Troper percebe essa incongruência sistêmica, e por isso propõe a eleição para o cargo de ministro. Essa maneira encontrada por ele, no entanto, se mostra desnecessária por vivermos em uma democracia representativa no Brasil. É certo que algumas escolhas dos políticos no Congresso não estão de acordo com a vontade da maioria da população brasileira, mas eles têm legitimidade para tomar as decisões políticas importantes do Brasil no lugar dela. É sistematicamente incoerente deixar os senadores e deputados aprovarem uma lei e, ao mesmo tempo, impedi-los de escolher os ministros do STF. É provável que a nomeação de um ministro do Supremo seja mais importante do que a aprovação de uma lei, mas ambas são decisões pertinentes relacionadas à competência legislativa no Brasil, e por isso podem ser decididas pelo mesmo órgão.

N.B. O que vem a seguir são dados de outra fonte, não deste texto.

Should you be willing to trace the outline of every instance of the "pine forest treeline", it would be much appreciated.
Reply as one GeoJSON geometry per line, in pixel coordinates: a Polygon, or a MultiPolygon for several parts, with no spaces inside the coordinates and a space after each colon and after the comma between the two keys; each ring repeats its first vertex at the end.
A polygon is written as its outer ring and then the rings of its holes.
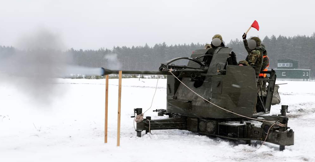
{"type": "MultiPolygon", "coordinates": [[[[311,69],[311,77],[315,76],[315,33],[311,36],[298,35],[287,37],[274,35],[261,38],[266,46],[271,68],[277,67],[277,60],[290,59],[299,61],[299,68],[311,69]]],[[[223,38],[224,39],[224,38],[223,38]]],[[[231,40],[226,46],[233,48],[238,61],[245,59],[247,53],[243,41],[231,40]]],[[[72,48],[64,52],[71,56],[71,63],[89,67],[104,67],[123,70],[158,70],[160,63],[172,58],[190,57],[192,51],[204,48],[204,44],[168,45],[165,42],[153,47],[114,47],[112,49],[79,50],[72,48]]],[[[12,47],[0,46],[0,59],[16,51],[12,47]]],[[[184,62],[178,63],[184,64],[184,62]]]]}

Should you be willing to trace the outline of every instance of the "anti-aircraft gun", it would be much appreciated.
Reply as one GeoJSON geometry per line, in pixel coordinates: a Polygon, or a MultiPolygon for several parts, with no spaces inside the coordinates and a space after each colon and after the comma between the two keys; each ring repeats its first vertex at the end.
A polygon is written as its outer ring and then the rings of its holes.
{"type": "MultiPolygon", "coordinates": [[[[158,71],[123,70],[124,74],[168,75],[166,109],[154,111],[169,117],[151,120],[147,117],[148,120],[137,123],[137,136],[141,137],[143,130],[178,129],[243,140],[249,145],[251,140],[265,140],[280,145],[280,150],[293,145],[294,132],[288,127],[288,106],[282,105],[278,116],[266,115],[270,112],[275,71],[261,72],[268,77],[258,79],[268,86],[266,93],[258,93],[254,69],[237,66],[232,50],[227,47],[197,50],[190,57],[162,64],[158,71]],[[186,66],[173,63],[183,59],[189,60],[186,66]]],[[[104,75],[118,72],[103,69],[104,75]]],[[[134,111],[139,115],[142,109],[134,111]]]]}

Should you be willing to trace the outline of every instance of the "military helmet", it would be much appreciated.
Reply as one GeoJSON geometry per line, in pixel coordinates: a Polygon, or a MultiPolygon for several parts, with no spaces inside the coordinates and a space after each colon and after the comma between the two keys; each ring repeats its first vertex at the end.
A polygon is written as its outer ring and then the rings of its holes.
{"type": "Polygon", "coordinates": [[[219,38],[221,40],[221,42],[223,42],[223,40],[222,39],[222,36],[221,36],[220,34],[215,34],[212,37],[212,39],[214,39],[215,38],[219,38]]]}
{"type": "Polygon", "coordinates": [[[250,39],[255,40],[256,42],[257,45],[260,46],[261,44],[261,41],[260,40],[260,39],[259,38],[257,37],[253,37],[250,38],[250,39]]]}

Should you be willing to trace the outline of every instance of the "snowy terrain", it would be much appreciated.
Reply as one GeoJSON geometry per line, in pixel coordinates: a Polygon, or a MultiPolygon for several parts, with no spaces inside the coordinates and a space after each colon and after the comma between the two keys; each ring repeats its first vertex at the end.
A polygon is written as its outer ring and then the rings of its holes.
{"type": "MultiPolygon", "coordinates": [[[[315,161],[315,82],[277,81],[282,105],[289,105],[295,145],[283,152],[266,143],[251,146],[178,130],[137,137],[135,108],[150,106],[157,79],[123,80],[121,146],[116,146],[118,80],[109,81],[108,143],[104,143],[105,80],[60,79],[62,90],[40,102],[10,84],[0,85],[0,161],[315,161]]],[[[165,109],[166,80],[158,81],[152,110],[165,109]]],[[[49,95],[49,92],[43,94],[49,95]]],[[[281,105],[272,106],[278,114],[281,105]]]]}

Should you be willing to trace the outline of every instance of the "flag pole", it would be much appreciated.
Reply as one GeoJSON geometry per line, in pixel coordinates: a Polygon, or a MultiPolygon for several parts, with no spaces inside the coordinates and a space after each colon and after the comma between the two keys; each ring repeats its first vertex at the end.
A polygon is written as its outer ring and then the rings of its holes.
{"type": "Polygon", "coordinates": [[[248,33],[248,31],[249,31],[249,30],[251,28],[252,28],[252,26],[251,25],[248,28],[248,29],[247,29],[247,31],[246,31],[246,33],[245,33],[245,35],[246,35],[247,33],[248,33]]]}

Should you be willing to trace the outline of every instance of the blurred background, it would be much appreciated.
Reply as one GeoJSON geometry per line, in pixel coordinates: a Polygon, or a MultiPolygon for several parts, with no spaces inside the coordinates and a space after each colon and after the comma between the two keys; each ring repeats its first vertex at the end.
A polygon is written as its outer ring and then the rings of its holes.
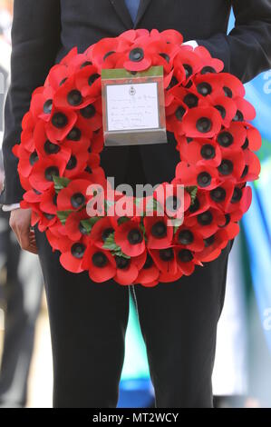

O Congresso, com o apoio do Presidente, pode aprovar uma lei, e o Presidente, como apoio do Congresso, deve ter o poder de nomear um ministro para a Suprema Corte. Como foi mencionado, o Brasil é um país onde a democracia representativa foi escolhida, e nela o povo não é consultado a todo momento para a tomada de decisões. Na verdade, nela o povo dá o seu poder de escolha aos seus representantes, nos quais ele confia e acredita, com o objetivo de otimizar o processo de decisão democrática.

O problema do modo de escolha atual não está na falta de eleição para os ministros da Suprema Corte, mas sim no processo realizado pelo Congresso e pelo presidente para escolhê-los, que está longe de ser democrático. Não é democrático porque dá poder demais a uma só pessoa: o presidente, cuja indicação para um cargo tão importante não é contestada, mas aceita com uma facilidade que não pertence à democracia. Não pertence porque numa democracia se discute posições e ideologias contrapostas, para que todas as opiniões sejam postas e, só então, seja tomada a melhor decisão. Isso não se faz presente em um processo de escolha como o do Brasil de hoje, que se assemelha a um processo autocrático[22], por estar restrito quase que exclusivamente ao presidente.